As many as 14 different nucleotide changes have been observed in the promoter sequences of the Ggamma- and Agamma-globin genes; five nucleotide changes and one frameshift for Ggamma, and seven nucleotide changes and one 13 bp deletion for Agamma. All 14 are reviewed individually on pages 189 through 198. A short list of all these alleles is presented in Table XVII, together with the total Hb F values in heterozygotes. Mutations in the Ggamma promoter result in a (greatly) increased synthesis of primarily Ggamma chains and those in the Agamma promoter in an increase in Agamma chain synthesis. The values vary greatly for the different Ggamma and Agamma mutations but also for (nearly) identical mutations in the Ggamma and Agamma promoters [for instance, the -202 (C->G and C->T) mutations; the -175 (T->C) mutation; the -114 (C->G and C->T) mutations]. Although the Hb F level appears to be lower in heterozygotes for Agamma mutations than in those for Ggamma mutations, the -175 (T->C) mutations are an exception. Individual data for heterozygotes (with and without Hb S, Hb C, or beta-thal in trans) and a few homozygotes are listed in Fig. 10.
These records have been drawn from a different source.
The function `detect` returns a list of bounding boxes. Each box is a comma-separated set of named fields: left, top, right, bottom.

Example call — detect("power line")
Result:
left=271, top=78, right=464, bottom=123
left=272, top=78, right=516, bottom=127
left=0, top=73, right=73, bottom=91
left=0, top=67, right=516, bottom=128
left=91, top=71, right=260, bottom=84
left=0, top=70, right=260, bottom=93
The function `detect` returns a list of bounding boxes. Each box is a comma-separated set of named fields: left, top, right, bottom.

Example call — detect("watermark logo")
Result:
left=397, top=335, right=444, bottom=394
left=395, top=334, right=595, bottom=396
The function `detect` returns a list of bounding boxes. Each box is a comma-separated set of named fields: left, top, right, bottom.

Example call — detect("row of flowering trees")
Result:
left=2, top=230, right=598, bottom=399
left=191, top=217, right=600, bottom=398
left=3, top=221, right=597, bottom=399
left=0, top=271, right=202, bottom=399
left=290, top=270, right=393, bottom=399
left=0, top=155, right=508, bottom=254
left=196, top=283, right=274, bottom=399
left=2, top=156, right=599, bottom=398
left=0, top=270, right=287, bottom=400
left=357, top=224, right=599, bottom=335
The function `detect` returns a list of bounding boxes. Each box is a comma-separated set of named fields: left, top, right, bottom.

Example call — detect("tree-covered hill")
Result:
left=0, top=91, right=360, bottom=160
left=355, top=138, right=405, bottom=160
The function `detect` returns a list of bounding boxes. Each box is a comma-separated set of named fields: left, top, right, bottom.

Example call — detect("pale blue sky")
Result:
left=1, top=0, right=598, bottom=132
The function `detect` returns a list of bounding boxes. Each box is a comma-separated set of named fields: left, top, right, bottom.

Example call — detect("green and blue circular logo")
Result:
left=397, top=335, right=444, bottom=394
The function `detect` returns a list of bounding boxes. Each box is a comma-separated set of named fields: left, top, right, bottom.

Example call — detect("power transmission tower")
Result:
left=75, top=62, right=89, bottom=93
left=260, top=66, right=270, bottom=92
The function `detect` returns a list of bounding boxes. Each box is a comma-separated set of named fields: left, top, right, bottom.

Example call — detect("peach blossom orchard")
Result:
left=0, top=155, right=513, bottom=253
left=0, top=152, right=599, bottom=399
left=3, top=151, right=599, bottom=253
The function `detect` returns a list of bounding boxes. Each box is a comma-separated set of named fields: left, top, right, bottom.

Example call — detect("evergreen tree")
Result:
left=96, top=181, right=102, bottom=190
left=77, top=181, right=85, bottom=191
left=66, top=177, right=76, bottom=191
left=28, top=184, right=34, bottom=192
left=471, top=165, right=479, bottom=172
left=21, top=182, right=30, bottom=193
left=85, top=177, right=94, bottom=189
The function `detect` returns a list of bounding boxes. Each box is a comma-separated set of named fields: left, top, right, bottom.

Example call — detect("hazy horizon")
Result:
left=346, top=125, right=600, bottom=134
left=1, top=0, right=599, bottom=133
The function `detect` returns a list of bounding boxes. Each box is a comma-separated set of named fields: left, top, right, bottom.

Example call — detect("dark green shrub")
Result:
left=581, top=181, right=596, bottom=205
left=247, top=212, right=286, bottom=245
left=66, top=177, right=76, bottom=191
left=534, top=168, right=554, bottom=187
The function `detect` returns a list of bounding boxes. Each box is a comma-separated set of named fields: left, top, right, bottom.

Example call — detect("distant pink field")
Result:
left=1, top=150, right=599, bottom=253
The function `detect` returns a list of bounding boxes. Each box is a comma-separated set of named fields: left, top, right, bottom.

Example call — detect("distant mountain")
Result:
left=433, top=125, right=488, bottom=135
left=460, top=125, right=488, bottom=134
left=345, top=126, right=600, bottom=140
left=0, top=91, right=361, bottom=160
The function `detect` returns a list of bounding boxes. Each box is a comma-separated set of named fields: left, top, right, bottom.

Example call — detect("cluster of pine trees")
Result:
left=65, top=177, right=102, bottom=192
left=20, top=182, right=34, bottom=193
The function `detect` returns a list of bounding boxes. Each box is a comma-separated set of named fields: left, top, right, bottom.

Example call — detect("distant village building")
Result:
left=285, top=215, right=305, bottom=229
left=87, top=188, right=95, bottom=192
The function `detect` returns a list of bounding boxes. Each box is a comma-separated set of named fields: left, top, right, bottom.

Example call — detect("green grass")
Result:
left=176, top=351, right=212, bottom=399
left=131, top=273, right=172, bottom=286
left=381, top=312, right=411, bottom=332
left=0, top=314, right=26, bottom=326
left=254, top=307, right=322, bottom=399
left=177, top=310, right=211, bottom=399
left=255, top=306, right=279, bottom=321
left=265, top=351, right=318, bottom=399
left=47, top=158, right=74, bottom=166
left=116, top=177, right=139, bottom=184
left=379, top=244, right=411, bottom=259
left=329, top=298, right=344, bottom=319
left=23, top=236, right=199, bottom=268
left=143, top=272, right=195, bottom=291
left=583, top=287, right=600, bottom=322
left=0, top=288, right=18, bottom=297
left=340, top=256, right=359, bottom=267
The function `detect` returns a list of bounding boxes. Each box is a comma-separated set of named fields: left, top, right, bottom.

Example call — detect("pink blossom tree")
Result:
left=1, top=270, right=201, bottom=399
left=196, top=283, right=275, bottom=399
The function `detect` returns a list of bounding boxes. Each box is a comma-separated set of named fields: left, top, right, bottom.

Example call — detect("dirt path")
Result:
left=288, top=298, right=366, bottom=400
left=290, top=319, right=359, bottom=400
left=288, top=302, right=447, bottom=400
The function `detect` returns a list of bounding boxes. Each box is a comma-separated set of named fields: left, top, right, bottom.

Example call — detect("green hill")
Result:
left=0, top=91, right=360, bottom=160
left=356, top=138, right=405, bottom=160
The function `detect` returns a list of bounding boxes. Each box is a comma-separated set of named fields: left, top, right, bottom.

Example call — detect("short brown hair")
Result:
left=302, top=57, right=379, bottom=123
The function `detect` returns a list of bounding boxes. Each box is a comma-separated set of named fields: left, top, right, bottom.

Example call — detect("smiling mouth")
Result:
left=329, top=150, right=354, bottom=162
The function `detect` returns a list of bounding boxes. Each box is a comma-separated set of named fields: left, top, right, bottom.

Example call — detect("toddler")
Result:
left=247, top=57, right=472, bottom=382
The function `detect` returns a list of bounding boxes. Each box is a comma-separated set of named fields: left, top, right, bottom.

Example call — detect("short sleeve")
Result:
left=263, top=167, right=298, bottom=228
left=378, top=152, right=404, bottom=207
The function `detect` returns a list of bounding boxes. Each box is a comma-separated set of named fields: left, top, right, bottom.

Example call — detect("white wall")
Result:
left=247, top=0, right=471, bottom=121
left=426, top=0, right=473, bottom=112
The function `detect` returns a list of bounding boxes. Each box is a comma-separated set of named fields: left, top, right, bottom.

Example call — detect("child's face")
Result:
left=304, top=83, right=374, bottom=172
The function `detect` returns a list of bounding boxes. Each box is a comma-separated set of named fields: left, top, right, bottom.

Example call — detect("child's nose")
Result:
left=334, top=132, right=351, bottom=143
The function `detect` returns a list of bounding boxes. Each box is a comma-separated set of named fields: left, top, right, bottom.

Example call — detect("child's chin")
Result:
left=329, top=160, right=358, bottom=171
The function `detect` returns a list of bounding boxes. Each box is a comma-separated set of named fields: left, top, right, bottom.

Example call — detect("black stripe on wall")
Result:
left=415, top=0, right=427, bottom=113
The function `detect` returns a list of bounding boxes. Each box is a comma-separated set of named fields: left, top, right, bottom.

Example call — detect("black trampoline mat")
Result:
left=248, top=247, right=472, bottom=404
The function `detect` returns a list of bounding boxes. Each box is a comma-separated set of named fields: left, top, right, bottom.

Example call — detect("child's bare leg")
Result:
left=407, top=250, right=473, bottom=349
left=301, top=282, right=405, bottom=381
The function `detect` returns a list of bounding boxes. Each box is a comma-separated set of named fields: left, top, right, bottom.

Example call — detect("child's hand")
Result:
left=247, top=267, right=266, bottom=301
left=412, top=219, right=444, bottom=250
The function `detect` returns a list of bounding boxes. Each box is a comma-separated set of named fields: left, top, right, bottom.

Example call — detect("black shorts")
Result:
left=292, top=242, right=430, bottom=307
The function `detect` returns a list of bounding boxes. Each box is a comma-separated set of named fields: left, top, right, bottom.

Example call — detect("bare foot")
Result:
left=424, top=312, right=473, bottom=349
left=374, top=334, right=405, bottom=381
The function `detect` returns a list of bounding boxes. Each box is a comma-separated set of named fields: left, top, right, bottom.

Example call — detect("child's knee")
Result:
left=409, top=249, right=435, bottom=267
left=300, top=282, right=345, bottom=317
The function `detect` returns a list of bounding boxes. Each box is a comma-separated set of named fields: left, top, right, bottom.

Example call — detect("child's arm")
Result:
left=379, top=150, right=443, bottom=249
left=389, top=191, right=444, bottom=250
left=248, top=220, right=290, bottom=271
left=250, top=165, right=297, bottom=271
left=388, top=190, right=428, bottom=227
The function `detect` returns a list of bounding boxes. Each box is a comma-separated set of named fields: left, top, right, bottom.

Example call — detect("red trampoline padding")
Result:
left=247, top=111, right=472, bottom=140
When a Hb abnormality or a beta-thal is present on the opposite chromosome, the Hb F level tends to be significantly higher. Homozygotes have been reported for the -200 (+C; Ggamma) frameshift (48-49%), the -198 (T->C; Agamma) mutation (19.4-20.4%), and the -117 (G->A; Agamma) mutation (24.0-24.0%). Fig. 10 illustrates the considerable variability in Hb F levels which might in part be due to the methodology. This is particularly evident from the data for the -198 (T->C, Agamma) heterozygotes from British and Australian families; no such striking difference was present for the Hb F values observed in Greek and Italian heterozygotes and in Black heterozygotes for the -117 (G->A; Agamma) mutation.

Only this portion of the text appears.